Affin Hwang cuts market EPS growth estimates

by FARA AISYAH / TMR file pix

Affin Hwang Capital Research has downgraded its market earnings per share (EPS) growth estimate for 2018 to negative 0.6%, compared to 4.7% in the second quarter 2018 (2Q18) roundup, with the plantation, utilities and transportation sectors accounting for most of the downgrades.

The EPS growth estimate for 2019 has also been reduced to 6.4% from 8.4% in the 2Q18 roundup.

On a brighter note, the research house said most of the sectors with overweight ratings continued to register earnings growth, while stock rating upgrades in 3Q18 exceeded downgrades, possibly indicating the benchmark FTSE Bursa Malaysia KLCI Index (FBM KLCI) has found its bottom.

As such, it maintains market overweight and 2018 year-end target of 1,845 points for FBM KLCI.

“Notably, the negative EPS growth estimate for 2018 takes us back to the years of 2015 and 2016 when the market registered an EPS decline of 1.6% and 2% respectively.

“Nevertheless, while the broader market continues to see weaker earnings, the earnings momentum for the KLCI 30 companies is still positive

and we are still projecting 2018 and 2019 EPS growth of 3.1% and 3.2% respectively,” it said in a strategy research note last Tuesday.

Affin Hwang Capital remains overweight on eight of the 18 sectors under its coverage, namely banks and financials, gaming, healthcare, insurance, rubber products, utilities, auto and auto parts, and oil and gas.

It does not make any changes to its ‘Top Buy’ calls which include Malayan Banking Bhd, Serba Dinamik Holdings Bhd, UMW Holdings Bhd, Tenaga Nasional Bhd, Kossan Rubber Industries Bhd, KPJ Healthcare Bhd, AEON Credit Service (M) Bhd and QL Resources Bhd.

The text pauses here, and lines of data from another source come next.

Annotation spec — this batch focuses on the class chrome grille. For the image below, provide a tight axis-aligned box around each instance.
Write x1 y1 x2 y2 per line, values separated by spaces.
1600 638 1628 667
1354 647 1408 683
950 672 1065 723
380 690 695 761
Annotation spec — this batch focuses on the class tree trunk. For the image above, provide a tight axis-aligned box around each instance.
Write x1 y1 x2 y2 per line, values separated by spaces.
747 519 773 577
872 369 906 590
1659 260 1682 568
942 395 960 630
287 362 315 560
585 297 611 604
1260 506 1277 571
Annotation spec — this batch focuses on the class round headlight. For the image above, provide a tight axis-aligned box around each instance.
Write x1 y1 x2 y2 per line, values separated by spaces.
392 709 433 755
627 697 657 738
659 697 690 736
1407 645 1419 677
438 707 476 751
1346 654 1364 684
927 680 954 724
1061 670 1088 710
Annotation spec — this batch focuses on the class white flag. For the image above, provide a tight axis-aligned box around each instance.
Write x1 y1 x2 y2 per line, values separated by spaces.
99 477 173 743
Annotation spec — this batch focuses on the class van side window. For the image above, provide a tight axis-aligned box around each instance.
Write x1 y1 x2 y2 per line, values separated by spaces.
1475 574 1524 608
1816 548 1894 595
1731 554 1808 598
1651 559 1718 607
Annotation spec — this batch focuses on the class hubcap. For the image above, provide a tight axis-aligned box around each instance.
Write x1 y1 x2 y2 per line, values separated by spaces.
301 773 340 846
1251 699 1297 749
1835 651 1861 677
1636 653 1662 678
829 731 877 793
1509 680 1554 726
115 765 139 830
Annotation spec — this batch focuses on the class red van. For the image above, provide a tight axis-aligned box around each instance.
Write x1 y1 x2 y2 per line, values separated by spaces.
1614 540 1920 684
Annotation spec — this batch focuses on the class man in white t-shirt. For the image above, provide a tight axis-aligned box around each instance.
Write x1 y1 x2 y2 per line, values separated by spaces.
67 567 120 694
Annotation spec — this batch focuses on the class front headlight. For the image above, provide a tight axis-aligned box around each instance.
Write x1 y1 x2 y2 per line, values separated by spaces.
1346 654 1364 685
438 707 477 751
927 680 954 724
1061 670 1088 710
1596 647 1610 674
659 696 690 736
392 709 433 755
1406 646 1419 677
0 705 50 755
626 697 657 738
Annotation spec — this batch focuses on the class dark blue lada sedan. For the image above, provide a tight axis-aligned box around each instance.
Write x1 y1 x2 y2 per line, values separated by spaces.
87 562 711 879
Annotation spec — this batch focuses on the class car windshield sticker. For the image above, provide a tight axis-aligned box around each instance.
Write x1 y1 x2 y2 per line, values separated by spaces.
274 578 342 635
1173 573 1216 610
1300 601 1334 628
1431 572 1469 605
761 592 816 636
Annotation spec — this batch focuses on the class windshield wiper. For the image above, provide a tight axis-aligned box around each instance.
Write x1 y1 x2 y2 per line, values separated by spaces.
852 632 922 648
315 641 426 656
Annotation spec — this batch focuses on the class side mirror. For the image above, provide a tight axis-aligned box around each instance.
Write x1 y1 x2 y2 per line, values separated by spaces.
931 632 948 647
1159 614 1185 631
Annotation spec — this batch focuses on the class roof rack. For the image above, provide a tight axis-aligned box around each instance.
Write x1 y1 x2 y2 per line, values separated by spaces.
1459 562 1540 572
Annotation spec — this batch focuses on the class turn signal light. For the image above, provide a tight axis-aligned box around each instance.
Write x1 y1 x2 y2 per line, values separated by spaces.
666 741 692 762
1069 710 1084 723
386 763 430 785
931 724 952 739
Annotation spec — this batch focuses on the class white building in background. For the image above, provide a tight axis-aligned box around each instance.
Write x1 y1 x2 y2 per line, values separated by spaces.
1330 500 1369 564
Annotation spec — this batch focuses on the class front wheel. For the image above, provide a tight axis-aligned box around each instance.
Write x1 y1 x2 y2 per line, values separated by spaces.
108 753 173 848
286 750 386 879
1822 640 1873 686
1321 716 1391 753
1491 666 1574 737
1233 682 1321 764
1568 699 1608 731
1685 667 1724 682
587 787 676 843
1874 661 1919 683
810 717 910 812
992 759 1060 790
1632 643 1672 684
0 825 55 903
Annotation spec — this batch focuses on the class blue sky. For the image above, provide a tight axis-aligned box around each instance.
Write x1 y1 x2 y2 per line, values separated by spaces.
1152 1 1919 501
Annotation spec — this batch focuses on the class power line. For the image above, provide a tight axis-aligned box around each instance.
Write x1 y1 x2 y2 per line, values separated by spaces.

For the small/mid-cap space, Affin Hwang Capital favours Globetronics Technology Bhd and Supermax Corp Bhd.

The research firm removed Lafarge Malaysia Bhd from its ‘Top Sell’ list as it thinks the cement maker’s stock price has bottomed out.

As such, it replaces Lafarge with AirAsia X Bhd which it thinks will likely underperform due to the high fuel cost and intense competition.

The investment bank said large-cap stocks continued to outperform their smaller peers in terms of earnings delivery.

Of the KLCI component companies under coverage, 53.8% reported earnings that were in line with expectations (compared to 36.1% for its entire coverage of 119 stocks).

While this ratio was lower compared to 2Q18, it was surprised by the number of large-cap companies that beat expectations this quarter including DiGi.Com Bhd, Maxis Bhd, Telekom Malaysia Bhd, RHB Bank Bhd, Malaysia Airports Holdings Bhd and Petronas Chemicals Group Bhd.

The benchmark FBM KLCI closed at 1,680.54 last Friday, lower by 2.8 points or 0.17%, amid overnight losses in the US market.